One of Sgt. Jaronik’s sisters rushed over and pulled the attacker away. Other family members joined in, trying to subdue this stranger, who escaped out the front door and ran down an alley. As far as I can tell from reading old South Bend Tribunes, the attacker got away.

I found this story on newspapers.com while I was trying to settle something in my mind about how our troops were treated during the Vietnam War. The question was this: Were servicemen returning from Vietnam actually spat upon in airports and public places?

I was a young teen during the worst stretch of the Vietnam War. I was 18 years old for the 1972 draft lottery, and Aug. 24 ended up at No. 256. That meant that young men with 255 other birthdates would be drafted before I would. It was a fairly safe bet, with the war winding down, that I would be spared from going there.

I didn’t support the war, in part because I didn’t understand it. For every argument made by the Johnson and Nixon administrations for propping up the South Vietnamese army, I would hear coherent reasons why we should step away.

But I didn’t hate the men – some of them from my neighborhood and school – who fought there. As far as I could tell, they were no different than my father or his friends who served in World War II. The country needed fighters and it was their duty to go.

I didn’t hear of spitting incidents when I was young, but it’s an accepted theme now. It is one of those oft-repeated stories that has no details, no time or place. We are just supposed to believe it.

Stories like that often turn out to be urban legends. Someone says it, someone else repeats it, and we hear it often enough that we accept it. That’s how we end up believing in the Loch Ness monster, Elvis Presley living incognito in Kalamazoo or dead alien pilots in Area 51.

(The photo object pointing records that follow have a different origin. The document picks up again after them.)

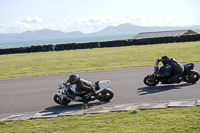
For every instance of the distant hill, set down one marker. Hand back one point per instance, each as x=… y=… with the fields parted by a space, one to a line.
x=110 y=30
x=133 y=29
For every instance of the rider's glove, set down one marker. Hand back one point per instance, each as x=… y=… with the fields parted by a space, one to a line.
x=158 y=60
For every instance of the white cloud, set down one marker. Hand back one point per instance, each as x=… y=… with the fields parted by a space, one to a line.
x=34 y=19
x=94 y=24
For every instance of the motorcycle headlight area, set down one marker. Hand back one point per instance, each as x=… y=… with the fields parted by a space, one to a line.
x=61 y=86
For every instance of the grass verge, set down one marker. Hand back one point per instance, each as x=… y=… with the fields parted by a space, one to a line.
x=42 y=63
x=137 y=121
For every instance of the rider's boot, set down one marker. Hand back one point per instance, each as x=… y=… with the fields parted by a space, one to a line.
x=178 y=80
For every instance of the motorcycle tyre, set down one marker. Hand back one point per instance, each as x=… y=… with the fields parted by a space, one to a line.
x=154 y=83
x=57 y=99
x=192 y=72
x=105 y=97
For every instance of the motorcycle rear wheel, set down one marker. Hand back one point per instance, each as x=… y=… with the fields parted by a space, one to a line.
x=191 y=77
x=58 y=100
x=106 y=95
x=149 y=81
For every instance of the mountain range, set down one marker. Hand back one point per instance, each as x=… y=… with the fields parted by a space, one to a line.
x=110 y=30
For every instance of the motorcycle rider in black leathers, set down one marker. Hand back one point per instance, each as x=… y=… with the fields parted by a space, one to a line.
x=82 y=85
x=171 y=70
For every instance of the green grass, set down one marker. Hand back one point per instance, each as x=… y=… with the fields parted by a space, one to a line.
x=42 y=63
x=180 y=120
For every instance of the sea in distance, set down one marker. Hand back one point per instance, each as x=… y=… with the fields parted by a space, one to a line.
x=17 y=44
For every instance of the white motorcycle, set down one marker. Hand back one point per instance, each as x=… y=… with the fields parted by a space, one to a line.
x=65 y=93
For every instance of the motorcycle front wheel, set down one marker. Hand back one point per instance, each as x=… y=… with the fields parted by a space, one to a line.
x=150 y=81
x=191 y=76
x=58 y=100
x=106 y=95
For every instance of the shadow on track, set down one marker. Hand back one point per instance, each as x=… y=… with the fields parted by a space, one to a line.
x=73 y=107
x=157 y=89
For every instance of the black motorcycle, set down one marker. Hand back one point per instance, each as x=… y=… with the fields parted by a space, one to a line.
x=189 y=75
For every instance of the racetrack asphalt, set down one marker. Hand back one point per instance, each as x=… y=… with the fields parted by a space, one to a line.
x=33 y=94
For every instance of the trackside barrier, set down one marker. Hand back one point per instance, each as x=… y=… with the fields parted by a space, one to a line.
x=90 y=45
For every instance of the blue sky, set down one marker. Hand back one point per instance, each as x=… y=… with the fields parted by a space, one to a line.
x=90 y=16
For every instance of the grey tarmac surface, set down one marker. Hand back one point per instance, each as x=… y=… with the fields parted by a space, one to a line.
x=32 y=94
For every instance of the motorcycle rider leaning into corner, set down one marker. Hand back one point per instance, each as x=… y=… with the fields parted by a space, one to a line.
x=82 y=85
x=171 y=70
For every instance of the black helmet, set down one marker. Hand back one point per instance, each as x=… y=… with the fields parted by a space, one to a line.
x=165 y=60
x=73 y=78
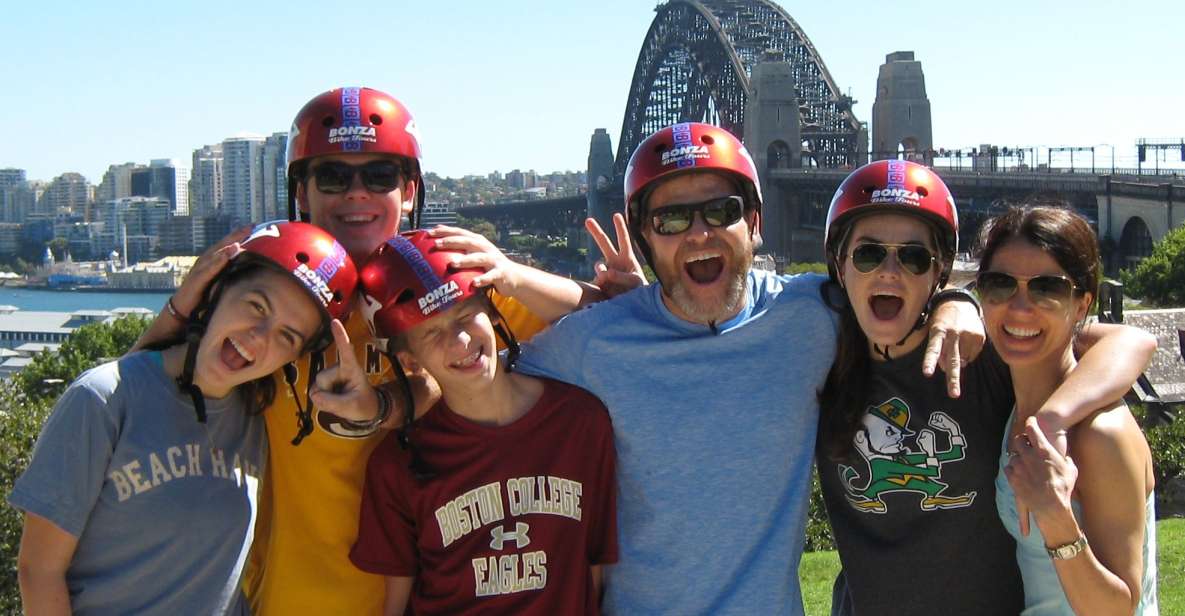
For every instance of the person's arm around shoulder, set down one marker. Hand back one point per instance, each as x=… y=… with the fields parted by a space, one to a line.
x=1113 y=357
x=45 y=556
x=546 y=295
x=171 y=321
x=1108 y=475
x=398 y=592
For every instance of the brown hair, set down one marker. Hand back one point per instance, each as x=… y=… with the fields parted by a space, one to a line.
x=1057 y=230
x=257 y=393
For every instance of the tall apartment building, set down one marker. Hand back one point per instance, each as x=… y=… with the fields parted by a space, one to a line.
x=162 y=179
x=242 y=180
x=68 y=192
x=135 y=223
x=11 y=181
x=116 y=183
x=273 y=175
x=205 y=197
x=206 y=180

There’s a book written on the topic – “The Spitting Image” by Jerry Lembcke in 1998. His conclusion was that this was a myth created in the pro-war community to disparage those who opposed the war.

I decided to check for myself by looking at newspaper archives. Certainly, if there had been widespread spitting on servicemen, it would have shown up in our daily news. 

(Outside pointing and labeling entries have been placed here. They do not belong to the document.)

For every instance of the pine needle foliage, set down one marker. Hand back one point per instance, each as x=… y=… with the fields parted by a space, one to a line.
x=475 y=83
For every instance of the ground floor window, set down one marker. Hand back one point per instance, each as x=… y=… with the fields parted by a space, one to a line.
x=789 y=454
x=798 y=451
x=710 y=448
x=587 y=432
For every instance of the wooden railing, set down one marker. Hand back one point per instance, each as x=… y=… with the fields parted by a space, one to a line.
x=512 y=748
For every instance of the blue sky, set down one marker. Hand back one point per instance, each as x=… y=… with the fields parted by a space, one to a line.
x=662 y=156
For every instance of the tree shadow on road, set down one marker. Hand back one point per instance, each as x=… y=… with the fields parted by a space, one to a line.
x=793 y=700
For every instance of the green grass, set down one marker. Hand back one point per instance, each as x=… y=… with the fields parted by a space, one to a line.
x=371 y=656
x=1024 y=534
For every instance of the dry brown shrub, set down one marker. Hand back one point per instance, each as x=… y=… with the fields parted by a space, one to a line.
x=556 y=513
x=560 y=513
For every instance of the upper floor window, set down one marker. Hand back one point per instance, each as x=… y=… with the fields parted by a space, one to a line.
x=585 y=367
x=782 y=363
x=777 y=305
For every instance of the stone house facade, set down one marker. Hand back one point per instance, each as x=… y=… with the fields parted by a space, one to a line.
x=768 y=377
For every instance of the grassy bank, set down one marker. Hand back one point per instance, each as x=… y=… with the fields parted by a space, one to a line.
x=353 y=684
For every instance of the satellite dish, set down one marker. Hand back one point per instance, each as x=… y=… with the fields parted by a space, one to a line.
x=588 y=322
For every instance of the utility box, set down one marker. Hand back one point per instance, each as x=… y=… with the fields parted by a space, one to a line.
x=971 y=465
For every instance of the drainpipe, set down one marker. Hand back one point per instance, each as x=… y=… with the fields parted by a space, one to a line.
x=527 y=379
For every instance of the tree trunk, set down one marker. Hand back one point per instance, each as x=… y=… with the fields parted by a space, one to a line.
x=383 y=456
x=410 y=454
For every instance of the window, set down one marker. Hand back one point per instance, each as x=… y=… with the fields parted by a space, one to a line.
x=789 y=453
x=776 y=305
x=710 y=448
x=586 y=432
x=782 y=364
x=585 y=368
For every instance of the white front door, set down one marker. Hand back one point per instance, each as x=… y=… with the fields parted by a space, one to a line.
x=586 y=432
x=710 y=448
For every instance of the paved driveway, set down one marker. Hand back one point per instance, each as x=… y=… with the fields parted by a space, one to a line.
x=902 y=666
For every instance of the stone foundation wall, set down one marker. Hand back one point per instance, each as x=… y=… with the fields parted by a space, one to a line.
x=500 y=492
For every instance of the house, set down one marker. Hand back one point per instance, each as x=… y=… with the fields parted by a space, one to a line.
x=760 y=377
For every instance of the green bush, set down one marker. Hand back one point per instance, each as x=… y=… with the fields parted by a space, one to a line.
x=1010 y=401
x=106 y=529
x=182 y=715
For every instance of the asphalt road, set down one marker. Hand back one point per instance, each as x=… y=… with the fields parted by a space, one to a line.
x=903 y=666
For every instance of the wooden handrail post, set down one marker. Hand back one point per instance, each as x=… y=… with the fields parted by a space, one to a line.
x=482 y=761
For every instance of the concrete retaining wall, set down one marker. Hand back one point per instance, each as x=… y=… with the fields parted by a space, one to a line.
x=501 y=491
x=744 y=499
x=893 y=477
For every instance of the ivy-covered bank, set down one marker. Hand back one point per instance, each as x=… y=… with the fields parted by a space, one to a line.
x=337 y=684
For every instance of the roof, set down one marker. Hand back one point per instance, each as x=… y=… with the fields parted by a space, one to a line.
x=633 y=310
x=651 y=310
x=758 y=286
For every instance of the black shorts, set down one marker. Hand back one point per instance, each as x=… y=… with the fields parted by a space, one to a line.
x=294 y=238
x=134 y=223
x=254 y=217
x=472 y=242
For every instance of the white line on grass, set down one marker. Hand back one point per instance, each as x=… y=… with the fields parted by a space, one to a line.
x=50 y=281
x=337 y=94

From what I can tell, it did not. I used the newspapers.com database between 1969 and 1976, the years after the war became a divisive issue, and I typed in three key search words – Vietnam, spat and soldiers. 

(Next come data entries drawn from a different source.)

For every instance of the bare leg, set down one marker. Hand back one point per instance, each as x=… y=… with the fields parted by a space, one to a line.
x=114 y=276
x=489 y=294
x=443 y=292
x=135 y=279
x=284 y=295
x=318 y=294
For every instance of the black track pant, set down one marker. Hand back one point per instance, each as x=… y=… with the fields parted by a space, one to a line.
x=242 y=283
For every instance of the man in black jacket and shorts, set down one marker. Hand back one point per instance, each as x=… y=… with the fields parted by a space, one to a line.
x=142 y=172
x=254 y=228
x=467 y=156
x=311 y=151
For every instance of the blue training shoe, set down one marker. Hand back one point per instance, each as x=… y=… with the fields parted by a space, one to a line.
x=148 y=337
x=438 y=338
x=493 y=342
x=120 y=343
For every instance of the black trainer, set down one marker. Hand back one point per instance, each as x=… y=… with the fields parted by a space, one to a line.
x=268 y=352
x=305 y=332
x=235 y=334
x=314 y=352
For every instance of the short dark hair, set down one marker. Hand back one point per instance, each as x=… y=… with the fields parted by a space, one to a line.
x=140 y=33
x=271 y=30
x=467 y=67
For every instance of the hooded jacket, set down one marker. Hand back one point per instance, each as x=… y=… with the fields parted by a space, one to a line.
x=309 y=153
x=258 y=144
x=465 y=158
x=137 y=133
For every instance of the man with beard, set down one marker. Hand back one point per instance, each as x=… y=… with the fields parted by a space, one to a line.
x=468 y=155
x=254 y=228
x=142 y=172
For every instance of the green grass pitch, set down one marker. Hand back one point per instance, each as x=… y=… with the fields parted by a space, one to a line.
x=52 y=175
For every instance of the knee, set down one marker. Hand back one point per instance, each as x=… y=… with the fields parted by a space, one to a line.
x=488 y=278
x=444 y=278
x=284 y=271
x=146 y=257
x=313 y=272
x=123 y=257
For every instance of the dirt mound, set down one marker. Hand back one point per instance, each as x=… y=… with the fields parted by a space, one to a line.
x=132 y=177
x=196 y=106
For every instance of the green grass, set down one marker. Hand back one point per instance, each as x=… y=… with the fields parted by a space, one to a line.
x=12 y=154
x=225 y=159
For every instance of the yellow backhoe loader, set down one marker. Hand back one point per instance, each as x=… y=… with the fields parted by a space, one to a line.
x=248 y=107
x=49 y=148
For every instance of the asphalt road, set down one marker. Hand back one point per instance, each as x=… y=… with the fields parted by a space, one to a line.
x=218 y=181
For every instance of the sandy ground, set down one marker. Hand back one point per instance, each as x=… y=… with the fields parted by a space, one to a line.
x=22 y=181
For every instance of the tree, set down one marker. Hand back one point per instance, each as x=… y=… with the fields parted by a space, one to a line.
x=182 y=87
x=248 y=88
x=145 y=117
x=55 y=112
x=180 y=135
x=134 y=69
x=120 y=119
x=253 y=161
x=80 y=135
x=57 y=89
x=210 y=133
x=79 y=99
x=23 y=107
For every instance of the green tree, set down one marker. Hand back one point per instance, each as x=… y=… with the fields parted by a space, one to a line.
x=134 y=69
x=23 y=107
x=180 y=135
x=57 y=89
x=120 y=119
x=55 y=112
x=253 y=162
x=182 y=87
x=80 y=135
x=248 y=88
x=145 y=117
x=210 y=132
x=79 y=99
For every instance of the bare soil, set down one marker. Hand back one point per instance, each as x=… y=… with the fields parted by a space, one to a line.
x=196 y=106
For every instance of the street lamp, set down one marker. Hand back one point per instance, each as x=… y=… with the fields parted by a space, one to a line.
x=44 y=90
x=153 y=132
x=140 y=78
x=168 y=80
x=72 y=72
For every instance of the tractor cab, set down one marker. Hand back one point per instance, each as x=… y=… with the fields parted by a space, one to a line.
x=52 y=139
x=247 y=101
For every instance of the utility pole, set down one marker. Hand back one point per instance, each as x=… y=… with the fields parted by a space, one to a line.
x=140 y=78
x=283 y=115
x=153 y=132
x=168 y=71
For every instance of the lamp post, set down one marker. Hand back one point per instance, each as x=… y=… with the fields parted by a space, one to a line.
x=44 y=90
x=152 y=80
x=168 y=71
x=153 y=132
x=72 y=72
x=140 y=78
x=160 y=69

I came up with 5,198 pages with all three of those words. Newspapers.com searches by pages, not by stories, so the results mainly were where a story about Vietnam would be on the same page as an unrelated story about someone spitting.

I didn’t look at all 5,198 pages because my clicking finger tired out after about 600. Spitting seemed to be a popular way then to show disrespect. Soldiers were spat upon in Ireland, Lebanon, Israel and Malta. White racists spat at Black activists. Stay-at-home moms spat at feminist crusaders. Convicted criminals spat at lawyers.

But I never saw a story with verified details about servicemen returning from Vietnam being spat at in airports. The closest I came was a syndicated column by Ralph McGill in which he complained that war protesters during a march on the nation’s capital showed their hatred for America by spitting on service members who were onlookers. But again, no definite details.

I don’t write this as a defense of how America treated its Vietnam troops. It was bad. A July 1969 story I saw during my search stated, “U.S. War Losses Fall to Seven-Week Low,” and the text said only 241 Americans died with an additional 1,674 wounded during the previous week. The general quoted in the story had no real explanation for this decline, but the implication was that more troops would have been killed if they were working harder at fighting the enemy.

Imagine that. We weren’t dying because we weren’t working hard enough. It was a different time, with a different mindset.

And whether they were spat on or not, these men returned to an America that didn’t always open its arms in an eager embrace. There are similarities with racism, which didn’t end here with the last lynching or sexism with the first woman placed on the Supreme Court. 

America should have done much better then and I think we’re trying to do better now.

I didn’t find a definite answer in my archives search. But I did find that story about the family of Sgt. Robert Jaronik trying to bury him with the dignity he earned. I won’t be able to forget it.